What are the implications of this loss of voice and presence? The UK has already lost its ability to frame or set the collective agenda of the EU. Once a state informs the EU of its intention to leave, it remains a member state but one with an in-between status, an insider about to become an outsider. What the EU becomes over the next decades will be determined without influence or input from London. But the loss of voice is not just about the macro development of the EU as a polity but significantly about the loss of voice in every area of EU public policy.
The loss of voice will manifest itself in multiple ways. UK officials and diplomats will not have ease of access to the informal aspects of the policy system which are crucial for intelligence gathering and knowing what is going on.
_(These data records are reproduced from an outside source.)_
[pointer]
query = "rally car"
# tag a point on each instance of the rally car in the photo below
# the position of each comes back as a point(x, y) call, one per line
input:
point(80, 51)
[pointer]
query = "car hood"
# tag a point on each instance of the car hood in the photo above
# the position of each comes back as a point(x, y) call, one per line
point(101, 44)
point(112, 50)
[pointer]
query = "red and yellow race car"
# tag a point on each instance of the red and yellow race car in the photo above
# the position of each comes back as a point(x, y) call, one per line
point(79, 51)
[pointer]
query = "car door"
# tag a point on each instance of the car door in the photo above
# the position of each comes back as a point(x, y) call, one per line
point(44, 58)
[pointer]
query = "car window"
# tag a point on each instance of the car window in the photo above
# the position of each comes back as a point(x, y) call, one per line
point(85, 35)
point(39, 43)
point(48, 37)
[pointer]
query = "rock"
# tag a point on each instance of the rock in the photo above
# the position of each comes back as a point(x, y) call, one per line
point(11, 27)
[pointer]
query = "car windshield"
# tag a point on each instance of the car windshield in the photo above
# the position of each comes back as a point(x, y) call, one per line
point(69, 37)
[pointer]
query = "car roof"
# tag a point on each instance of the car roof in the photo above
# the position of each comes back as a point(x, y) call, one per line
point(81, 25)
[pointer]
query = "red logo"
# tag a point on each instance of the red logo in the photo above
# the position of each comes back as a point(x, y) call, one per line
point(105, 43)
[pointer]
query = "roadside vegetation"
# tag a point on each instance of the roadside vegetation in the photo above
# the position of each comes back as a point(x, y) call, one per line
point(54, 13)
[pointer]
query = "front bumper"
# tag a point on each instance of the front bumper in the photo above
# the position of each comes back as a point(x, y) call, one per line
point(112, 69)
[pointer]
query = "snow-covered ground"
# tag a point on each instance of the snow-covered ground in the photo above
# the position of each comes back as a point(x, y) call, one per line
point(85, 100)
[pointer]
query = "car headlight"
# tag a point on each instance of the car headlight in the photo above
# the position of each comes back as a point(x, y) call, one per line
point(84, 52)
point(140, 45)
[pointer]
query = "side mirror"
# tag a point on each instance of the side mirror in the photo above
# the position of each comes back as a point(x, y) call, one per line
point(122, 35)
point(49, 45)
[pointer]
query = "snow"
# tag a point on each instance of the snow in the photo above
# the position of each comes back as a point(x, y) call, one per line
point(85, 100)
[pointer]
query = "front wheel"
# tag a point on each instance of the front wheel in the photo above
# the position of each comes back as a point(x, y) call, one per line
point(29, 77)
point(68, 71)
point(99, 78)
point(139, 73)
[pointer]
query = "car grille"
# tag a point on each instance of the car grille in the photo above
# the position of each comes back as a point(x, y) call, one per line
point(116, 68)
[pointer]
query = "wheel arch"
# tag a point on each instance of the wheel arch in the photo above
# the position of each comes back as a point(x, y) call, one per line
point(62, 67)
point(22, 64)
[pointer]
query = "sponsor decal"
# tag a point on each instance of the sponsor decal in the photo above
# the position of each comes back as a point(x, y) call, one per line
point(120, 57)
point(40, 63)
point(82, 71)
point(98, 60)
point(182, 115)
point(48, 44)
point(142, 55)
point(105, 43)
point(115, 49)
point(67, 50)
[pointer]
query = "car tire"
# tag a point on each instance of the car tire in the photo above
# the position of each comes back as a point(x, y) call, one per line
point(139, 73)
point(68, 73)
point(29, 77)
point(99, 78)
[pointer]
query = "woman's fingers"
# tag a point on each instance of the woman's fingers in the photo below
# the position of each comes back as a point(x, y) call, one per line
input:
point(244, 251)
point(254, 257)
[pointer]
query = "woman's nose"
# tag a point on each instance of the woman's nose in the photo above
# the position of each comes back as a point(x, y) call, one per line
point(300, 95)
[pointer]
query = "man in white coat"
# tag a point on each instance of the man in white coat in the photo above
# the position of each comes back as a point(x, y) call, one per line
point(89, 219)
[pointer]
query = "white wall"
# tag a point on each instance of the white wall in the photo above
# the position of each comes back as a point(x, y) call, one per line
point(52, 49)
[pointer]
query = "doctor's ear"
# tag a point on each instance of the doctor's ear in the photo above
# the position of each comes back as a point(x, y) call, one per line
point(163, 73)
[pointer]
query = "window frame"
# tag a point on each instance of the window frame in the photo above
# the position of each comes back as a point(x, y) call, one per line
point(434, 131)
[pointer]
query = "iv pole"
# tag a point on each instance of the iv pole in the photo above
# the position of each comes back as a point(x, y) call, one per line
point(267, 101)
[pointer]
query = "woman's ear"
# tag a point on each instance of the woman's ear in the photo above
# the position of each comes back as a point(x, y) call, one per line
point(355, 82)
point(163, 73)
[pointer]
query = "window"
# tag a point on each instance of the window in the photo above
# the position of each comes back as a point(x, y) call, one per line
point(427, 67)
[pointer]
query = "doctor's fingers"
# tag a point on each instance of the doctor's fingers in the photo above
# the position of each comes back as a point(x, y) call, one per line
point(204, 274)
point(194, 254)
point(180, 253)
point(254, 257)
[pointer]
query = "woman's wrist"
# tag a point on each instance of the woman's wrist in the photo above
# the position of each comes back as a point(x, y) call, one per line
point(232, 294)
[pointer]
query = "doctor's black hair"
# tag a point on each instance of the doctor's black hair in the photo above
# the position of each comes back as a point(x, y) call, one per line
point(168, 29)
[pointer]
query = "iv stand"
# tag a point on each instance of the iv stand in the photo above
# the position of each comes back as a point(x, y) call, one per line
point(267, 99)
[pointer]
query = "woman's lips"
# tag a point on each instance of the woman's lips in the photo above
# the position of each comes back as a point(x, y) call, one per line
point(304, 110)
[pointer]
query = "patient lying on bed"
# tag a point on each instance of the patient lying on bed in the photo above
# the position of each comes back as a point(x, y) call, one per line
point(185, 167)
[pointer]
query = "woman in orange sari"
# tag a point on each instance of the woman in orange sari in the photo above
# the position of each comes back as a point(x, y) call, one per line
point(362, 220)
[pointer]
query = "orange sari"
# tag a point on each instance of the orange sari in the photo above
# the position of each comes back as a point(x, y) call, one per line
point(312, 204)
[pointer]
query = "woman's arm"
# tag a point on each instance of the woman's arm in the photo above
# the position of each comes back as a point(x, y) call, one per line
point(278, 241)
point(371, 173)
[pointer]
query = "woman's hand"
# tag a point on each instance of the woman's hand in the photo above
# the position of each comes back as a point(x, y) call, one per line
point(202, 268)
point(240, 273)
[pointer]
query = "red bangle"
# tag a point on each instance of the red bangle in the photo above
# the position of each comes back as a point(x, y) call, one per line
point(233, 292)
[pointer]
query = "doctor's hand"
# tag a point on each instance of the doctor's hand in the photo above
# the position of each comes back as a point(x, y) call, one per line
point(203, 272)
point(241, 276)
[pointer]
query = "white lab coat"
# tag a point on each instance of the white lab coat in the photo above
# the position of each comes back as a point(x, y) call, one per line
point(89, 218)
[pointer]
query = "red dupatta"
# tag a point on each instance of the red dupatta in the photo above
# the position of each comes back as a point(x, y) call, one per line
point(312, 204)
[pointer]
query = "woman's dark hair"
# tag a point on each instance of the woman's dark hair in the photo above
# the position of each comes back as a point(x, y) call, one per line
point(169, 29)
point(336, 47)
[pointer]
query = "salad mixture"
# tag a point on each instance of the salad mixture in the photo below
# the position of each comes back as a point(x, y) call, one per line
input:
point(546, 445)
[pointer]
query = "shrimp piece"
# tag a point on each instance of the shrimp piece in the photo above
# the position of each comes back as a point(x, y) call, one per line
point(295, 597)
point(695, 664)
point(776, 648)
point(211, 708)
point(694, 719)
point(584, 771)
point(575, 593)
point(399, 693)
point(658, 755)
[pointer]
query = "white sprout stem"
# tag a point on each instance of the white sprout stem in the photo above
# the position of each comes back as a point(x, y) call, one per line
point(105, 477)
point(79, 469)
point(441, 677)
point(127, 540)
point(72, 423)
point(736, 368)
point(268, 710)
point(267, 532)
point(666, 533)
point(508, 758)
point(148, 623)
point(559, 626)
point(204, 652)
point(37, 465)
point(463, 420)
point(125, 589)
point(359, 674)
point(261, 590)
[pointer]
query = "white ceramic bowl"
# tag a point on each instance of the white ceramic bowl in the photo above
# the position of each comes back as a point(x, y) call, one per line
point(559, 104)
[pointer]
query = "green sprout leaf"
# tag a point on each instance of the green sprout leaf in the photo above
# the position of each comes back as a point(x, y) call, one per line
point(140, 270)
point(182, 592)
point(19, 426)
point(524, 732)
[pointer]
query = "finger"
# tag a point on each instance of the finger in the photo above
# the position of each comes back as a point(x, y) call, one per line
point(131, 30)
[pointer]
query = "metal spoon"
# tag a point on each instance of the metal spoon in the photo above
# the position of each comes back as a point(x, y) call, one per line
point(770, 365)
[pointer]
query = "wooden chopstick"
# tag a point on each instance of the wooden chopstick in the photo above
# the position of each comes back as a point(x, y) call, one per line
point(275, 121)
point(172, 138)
The UK will have to work much harder to simply keep itself informed of what the thinking is in areas of interest to it. London wants to maintain links with numerous EU agencies and have representation on some EU committees. It is likely to achieve associate status in some EU agencies but association is a much weaker form of voice than the right to be at the table as a member. Loss of voice and intelligence will undoubtedly translate into a loss of influence over rules that will matter to the UK if it wants to maintain access to the market. The UK will be a rule taker in all of those areas that it wishes to maintain access to the EU market.
The UK will try to compensate for the loss of voice by strengthening its bilateral ties to the member states and by actively using any and all points of access it has in Brussels. The transition will be difficult for a state that is used to being heard, used to punching above its weight and used to having influence. It may well be that Global Britain will morph from a slogan into some form of reality that enables the UK to compensate on the global stage. A cursory look, however, at emerging trends in global geo-economics and geo-politics suggests that a Global Britain may well be beyond the UK’s grasp.